The expression, though, comes from Jesus Christ Himself, in only slightly different language. If someone who has devoted himself to eating chicken to the extent that I have can identify as a little chicken, then certainly the identification ought to come more easily for most. Read, for example, the anguished lament of Christ in Matthew 23:37-39: “O Jerusalem, Jerusalem, the one who kills the prophets and stones those who are sent to her! How often I wanted to gather your children together, as a hen gathers her chicks under her wings, but you were not willing! See! Your house is left to you desolate; for I say to you, you shall see Me no more till you say, ‘Blessed is He who comes in the name of the Lord!’ ” Perhaps the proud Pharisees and the noble, aristocratic Sadducees were not used to seeing themselves as lost little chickens as they strutted about the barnyard, but that is how God saw them. They saw themselves as great and powerful men, but God saw them as little chicks that needed to be gathered together in safety and protection and care.
Anyone who has seen the history of the Worldwide Church of God and its various splinter groups with anything approaching compassion and understanding will understand how fervent the desire for unity is. Often, far too often, the divisions within families on the micro scale are mirrored in the divisions on the macro scale. There is good reason for this. For one, the Church of God as a whole has not developed widespread traditions in conciliation and diplomacy. In our manuals for developing speaking skills there are stir to action speeches and attack speeches, but there are no conciliation speeches or build a bridge speeches. Perhaps it is easy, in the face of a world that is viewed as hostile and threatening, to want to develop one’s skills to fight back, but to the extent that we develop our speaking skills for the purposes of cutting others, it is to be expected that someday those skills will be honed in cutting at those who are supposed to be closest to us, those closest to home. And so it is.
When people think of gathering the chickens together, apart from the religious standpoint cited above, the perspective usually involves politics of some fashion.

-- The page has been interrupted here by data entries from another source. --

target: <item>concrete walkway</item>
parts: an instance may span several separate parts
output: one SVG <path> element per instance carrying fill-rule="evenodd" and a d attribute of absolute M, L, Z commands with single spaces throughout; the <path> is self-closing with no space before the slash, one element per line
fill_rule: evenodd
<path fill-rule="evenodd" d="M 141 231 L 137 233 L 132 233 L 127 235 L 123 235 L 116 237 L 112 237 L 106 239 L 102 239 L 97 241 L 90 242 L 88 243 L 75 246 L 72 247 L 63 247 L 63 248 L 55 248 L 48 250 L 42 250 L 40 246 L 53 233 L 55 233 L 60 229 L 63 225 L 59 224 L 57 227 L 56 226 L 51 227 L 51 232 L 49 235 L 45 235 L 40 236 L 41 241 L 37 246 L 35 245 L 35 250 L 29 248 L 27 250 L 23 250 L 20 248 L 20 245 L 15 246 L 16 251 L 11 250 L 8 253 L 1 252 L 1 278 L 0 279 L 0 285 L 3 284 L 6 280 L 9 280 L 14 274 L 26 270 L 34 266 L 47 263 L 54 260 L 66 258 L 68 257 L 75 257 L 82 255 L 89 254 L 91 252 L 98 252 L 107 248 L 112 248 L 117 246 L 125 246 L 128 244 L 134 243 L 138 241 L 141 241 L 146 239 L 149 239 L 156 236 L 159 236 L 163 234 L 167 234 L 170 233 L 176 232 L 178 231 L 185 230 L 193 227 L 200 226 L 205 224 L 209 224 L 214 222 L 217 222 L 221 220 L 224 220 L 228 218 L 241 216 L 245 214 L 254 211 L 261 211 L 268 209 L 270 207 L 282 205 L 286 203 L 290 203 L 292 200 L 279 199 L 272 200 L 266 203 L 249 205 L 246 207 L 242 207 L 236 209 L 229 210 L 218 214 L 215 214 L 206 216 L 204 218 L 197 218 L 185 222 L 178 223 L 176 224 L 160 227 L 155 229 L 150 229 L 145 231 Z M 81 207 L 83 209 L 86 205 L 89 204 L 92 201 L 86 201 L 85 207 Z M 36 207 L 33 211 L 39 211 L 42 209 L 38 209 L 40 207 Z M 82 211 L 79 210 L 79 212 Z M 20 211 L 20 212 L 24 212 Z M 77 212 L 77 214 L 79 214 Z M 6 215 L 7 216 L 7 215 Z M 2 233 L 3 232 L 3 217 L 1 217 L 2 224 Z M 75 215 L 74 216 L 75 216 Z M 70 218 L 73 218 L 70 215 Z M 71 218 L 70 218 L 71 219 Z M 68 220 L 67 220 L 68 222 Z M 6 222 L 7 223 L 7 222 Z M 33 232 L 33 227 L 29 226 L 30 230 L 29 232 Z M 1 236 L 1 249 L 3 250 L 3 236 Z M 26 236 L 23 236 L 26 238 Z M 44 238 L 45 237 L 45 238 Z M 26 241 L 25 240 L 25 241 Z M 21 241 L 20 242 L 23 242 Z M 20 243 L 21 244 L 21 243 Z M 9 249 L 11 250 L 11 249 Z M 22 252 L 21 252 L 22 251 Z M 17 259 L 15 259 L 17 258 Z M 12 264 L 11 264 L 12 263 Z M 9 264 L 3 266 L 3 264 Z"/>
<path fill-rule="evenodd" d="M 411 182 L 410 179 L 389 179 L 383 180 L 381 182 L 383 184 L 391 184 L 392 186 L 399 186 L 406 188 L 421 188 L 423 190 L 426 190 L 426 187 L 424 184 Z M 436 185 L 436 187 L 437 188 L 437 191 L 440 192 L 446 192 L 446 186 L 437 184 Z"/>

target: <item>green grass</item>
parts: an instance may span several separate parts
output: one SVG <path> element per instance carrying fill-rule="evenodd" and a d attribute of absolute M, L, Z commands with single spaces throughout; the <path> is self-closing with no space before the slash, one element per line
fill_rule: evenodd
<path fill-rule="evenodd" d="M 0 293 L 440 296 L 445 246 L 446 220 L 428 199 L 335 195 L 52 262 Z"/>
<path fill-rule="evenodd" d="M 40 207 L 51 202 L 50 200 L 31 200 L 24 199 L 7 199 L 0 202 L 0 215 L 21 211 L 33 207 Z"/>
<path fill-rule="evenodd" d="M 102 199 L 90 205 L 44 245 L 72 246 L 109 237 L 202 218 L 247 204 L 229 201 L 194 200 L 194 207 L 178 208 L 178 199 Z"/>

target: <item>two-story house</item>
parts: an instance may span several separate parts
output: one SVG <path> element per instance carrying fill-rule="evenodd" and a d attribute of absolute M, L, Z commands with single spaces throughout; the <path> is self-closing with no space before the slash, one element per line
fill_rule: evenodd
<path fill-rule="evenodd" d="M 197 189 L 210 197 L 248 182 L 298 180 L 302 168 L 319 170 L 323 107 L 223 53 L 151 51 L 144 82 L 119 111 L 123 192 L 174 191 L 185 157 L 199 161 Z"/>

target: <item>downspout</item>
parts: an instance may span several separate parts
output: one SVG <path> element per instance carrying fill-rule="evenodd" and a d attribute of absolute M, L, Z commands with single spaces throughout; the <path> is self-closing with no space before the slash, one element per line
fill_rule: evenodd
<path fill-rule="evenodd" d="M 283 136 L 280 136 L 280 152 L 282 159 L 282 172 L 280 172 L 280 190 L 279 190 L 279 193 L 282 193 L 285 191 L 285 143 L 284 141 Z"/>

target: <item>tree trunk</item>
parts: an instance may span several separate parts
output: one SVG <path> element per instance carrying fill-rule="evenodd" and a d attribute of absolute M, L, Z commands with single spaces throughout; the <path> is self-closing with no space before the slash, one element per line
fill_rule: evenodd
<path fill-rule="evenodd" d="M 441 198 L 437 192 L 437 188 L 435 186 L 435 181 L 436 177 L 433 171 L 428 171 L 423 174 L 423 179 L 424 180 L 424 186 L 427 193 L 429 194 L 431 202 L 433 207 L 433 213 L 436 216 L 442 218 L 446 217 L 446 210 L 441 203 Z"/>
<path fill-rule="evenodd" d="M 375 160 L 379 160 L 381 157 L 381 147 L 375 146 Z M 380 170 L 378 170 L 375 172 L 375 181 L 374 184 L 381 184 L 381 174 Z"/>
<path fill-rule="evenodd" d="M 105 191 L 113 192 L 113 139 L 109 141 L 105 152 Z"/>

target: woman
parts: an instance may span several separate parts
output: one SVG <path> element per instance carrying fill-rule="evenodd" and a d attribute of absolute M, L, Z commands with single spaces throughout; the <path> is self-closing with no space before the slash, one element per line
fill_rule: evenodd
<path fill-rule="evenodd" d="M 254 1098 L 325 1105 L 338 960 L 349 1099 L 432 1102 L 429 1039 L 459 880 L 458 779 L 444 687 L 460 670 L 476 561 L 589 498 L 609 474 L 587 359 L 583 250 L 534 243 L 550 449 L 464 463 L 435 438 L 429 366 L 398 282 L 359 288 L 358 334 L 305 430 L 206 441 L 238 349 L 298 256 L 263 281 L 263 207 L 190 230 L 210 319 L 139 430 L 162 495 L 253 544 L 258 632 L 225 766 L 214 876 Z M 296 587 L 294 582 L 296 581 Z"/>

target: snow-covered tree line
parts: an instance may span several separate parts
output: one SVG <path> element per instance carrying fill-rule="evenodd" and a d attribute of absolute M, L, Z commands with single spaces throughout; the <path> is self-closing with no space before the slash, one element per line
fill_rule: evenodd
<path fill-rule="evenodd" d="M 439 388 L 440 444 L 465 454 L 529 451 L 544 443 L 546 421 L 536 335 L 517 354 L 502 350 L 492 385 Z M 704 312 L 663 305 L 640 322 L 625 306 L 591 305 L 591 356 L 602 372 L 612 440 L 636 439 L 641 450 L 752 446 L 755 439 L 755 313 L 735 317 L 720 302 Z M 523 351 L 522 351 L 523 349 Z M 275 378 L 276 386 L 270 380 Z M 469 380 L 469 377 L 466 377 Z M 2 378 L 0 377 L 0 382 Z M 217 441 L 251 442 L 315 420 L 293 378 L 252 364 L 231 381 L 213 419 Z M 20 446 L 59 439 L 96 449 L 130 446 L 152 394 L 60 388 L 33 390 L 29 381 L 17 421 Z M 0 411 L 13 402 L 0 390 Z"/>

Nationalist politicians in general find it of particular interest to gather stray chickens to benefit the national homeland. During World War II, for example, Hitler paid a great deal of attention and interest to having the volksdeutsche (that is, German by virtue of ancestry and not citizenship) serve the interests of Third Reich Germany. As a point of fact, many of his closest advisers and allies were among that group of people, including Germans of Baltic and Argentine extraction. I am a part of that population myself, as was General Eisenhower, and so are many people I happen to know, with a great deal of admixture as a result of having acculturated successful into the general population of northern and western European-Americans in the United States. No doubt other nations view their own expatriate populations with a mixture of concern and longing, seeing the brain drains that afflict many nations as amounting to a stain on the national honor.
When we look at our present society, it is easy to see that there are many scattered chickens that need to be gathered. People are far from home in a relational sense, far from the places they belong, often scattered in a world that feels harsh and atomistic, and that is very lonely. Families are broken apart, congregations of brethren are divided, nations are split by polarizing politics. It is not any great insight to see that chickens need to be gathered. It is also no great insight to realize that the reasons why people want to gather the chickens together are not always the same. Some people are looking for comfort in the face of life’s tempests and troubles, some are looking for political or demographic strength, and still others have ideals of unity that they wish to see enacted in reality. How does one go about gathering the chickens together, though? By what means can that which is divided become united once more, or perhaps for the first time? Let us save this question for another day, as it deserves a long enough answer of its own.